Over the last decade, scientific workflows and dataflow systems have emerged as a successful model for big data processing, especially in scenarios where a scalable and reusable integration of streaming data, analytical tools and computational infrastructure is needed.
Emerging heterogeneous computing architectures and cloud technologies are enabling workflows to be utilised as a scalable and reproducible programming model for data streaming and steering within dynamic data-driven applications.
This talk will summarise varying and changing requirements for scalability in distributed workflows influenced by Big Data and heterogeneous computing architectures including our ongoing research efforts on end-to-end performance prediction and scheduling for workflow-driven applications.

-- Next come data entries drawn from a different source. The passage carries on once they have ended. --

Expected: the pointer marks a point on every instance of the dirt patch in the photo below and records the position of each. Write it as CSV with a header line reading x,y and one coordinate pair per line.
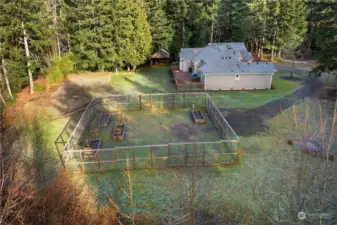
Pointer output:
x,y
327,93
247,122
183,131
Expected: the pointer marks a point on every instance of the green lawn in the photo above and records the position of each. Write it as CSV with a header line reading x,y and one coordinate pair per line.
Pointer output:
x,y
251,99
158,79
147,80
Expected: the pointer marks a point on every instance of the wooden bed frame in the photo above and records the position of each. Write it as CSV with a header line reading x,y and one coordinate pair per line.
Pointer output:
x,y
104,123
92,144
198,117
118,132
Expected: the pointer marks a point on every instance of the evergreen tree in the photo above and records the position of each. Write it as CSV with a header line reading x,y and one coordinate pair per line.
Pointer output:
x,y
24,32
132,36
233,20
176,12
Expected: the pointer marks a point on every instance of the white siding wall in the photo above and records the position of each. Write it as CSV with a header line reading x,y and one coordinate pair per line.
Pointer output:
x,y
228,82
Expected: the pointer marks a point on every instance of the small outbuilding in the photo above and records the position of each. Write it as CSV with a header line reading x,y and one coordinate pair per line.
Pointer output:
x,y
161,56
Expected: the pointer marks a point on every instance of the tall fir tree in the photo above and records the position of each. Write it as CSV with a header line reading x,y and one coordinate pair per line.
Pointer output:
x,y
161,30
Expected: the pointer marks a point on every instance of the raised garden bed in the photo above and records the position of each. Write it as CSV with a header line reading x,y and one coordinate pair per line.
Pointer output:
x,y
92,144
118,132
198,117
104,119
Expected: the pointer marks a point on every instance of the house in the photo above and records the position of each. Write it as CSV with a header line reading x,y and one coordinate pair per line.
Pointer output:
x,y
226,66
161,56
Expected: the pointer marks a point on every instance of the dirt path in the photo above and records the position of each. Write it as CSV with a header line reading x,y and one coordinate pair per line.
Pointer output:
x,y
247,122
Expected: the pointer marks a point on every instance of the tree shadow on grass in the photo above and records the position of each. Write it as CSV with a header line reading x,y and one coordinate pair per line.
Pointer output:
x,y
247,122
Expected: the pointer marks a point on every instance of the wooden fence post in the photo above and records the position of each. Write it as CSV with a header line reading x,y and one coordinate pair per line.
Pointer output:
x,y
239,152
116,157
134,159
186,157
82,166
203,156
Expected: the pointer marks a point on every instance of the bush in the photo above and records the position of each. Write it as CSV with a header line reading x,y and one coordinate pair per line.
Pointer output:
x,y
59,67
38,87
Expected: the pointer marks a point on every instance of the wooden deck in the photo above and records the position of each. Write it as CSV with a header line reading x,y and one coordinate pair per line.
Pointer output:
x,y
183,77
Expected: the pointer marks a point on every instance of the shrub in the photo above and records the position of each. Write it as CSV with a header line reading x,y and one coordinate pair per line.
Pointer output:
x,y
59,67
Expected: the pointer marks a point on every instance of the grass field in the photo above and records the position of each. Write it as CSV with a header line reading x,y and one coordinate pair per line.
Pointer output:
x,y
159,80
266,157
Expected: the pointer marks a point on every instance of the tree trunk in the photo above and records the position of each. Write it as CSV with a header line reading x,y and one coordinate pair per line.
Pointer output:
x,y
291,74
30,74
55,21
68,41
6,76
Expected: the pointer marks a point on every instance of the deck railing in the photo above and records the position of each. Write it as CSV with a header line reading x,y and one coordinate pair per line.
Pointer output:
x,y
222,152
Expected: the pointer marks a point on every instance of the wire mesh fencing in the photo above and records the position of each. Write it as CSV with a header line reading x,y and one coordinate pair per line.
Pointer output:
x,y
151,156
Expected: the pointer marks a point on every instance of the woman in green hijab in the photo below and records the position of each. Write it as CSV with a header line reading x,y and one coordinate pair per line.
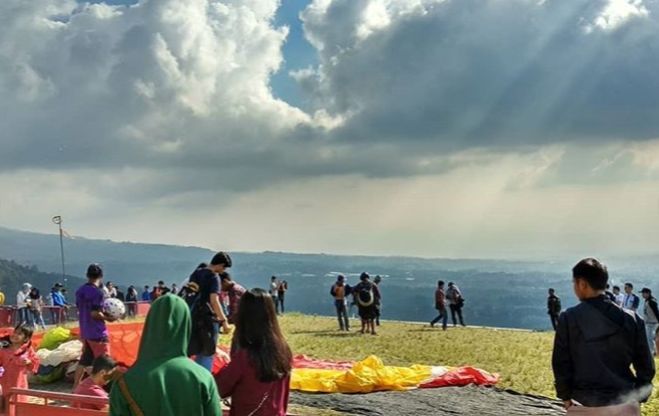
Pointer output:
x,y
164,381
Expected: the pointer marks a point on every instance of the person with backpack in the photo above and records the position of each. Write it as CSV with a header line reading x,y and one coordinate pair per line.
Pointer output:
x,y
341,291
367,296
456,302
553,308
596,345
651,317
440,305
282,288
202,294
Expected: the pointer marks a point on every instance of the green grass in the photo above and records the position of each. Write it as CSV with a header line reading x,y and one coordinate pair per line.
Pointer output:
x,y
522,359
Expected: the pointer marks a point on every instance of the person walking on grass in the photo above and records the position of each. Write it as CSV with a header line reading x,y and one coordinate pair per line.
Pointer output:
x,y
630,300
341,292
595,346
440,305
651,316
553,307
456,302
367,296
282,288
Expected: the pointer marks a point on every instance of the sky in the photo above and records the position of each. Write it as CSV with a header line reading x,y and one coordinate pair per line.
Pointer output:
x,y
436,128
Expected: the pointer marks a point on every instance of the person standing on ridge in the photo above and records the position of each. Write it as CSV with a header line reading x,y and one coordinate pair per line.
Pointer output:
x,y
341,292
651,317
440,305
93,331
274,292
378,305
206,310
553,308
367,295
456,302
630,300
595,346
282,288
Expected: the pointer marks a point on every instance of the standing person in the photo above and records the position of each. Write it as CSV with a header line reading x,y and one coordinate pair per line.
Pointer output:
x,y
131,301
146,294
93,331
618,298
206,310
282,288
440,305
18,360
274,292
553,308
164,381
378,305
595,346
234,293
36,306
651,317
60,304
630,300
258,376
341,292
23,305
456,302
367,295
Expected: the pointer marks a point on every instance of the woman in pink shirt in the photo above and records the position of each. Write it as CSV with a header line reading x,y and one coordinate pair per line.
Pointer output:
x,y
258,376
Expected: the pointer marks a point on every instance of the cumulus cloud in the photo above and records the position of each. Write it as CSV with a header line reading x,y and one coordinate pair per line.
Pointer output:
x,y
457,74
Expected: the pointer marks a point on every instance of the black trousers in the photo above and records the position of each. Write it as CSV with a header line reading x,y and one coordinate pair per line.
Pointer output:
x,y
456,310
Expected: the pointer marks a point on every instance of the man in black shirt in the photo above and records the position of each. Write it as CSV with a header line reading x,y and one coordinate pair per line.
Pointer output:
x,y
596,344
206,310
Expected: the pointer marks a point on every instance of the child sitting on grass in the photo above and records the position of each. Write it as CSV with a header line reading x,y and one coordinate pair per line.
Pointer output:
x,y
103,370
18,359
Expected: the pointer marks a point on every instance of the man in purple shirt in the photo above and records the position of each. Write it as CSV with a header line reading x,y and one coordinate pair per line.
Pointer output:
x,y
93,331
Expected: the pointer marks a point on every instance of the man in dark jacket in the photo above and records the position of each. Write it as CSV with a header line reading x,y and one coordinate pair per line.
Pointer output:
x,y
651,317
553,307
596,344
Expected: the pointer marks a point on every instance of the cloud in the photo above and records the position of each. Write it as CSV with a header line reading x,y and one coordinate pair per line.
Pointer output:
x,y
459,74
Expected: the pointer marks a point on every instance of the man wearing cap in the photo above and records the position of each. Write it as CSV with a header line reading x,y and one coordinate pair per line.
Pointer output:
x,y
651,316
93,331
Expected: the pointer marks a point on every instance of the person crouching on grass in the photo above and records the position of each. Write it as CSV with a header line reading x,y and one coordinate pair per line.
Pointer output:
x,y
257,377
595,346
18,359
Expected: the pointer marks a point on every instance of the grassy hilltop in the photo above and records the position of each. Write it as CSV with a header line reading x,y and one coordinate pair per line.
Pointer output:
x,y
523,359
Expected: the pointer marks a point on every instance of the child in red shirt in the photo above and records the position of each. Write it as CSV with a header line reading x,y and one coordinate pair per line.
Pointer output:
x,y
103,369
18,359
258,376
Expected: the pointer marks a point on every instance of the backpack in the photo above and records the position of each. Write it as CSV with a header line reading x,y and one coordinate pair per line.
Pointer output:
x,y
365,296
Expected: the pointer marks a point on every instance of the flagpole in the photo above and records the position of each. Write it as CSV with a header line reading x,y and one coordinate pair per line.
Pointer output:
x,y
58,220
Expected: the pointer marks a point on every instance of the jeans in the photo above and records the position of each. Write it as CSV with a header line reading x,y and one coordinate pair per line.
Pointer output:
x,y
443,316
455,309
651,331
206,361
342,315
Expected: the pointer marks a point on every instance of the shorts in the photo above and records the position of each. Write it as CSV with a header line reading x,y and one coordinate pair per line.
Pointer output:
x,y
93,349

Dr Ilkay Altintas is the Chief Data Science Officer at the San Diego Supercomputer Center (SDSC), University of California San Diego, where she is also the Founder and Director for the Workflows for Data Science Center of Excellence.
Since joining SDSC in 2001, she has worked on different aspects of scientific workflows as a principal investigator and in other leadership roles across a wide range of cross-disciplinary projects.
She is a co-initiator of and an active contributor to the open-source Kepler Scientific Workflow System, and the co-author of publications related to computational data science at the intersection of scientific workflows, provenance, distributed computing and big data with applications to many scientific domains.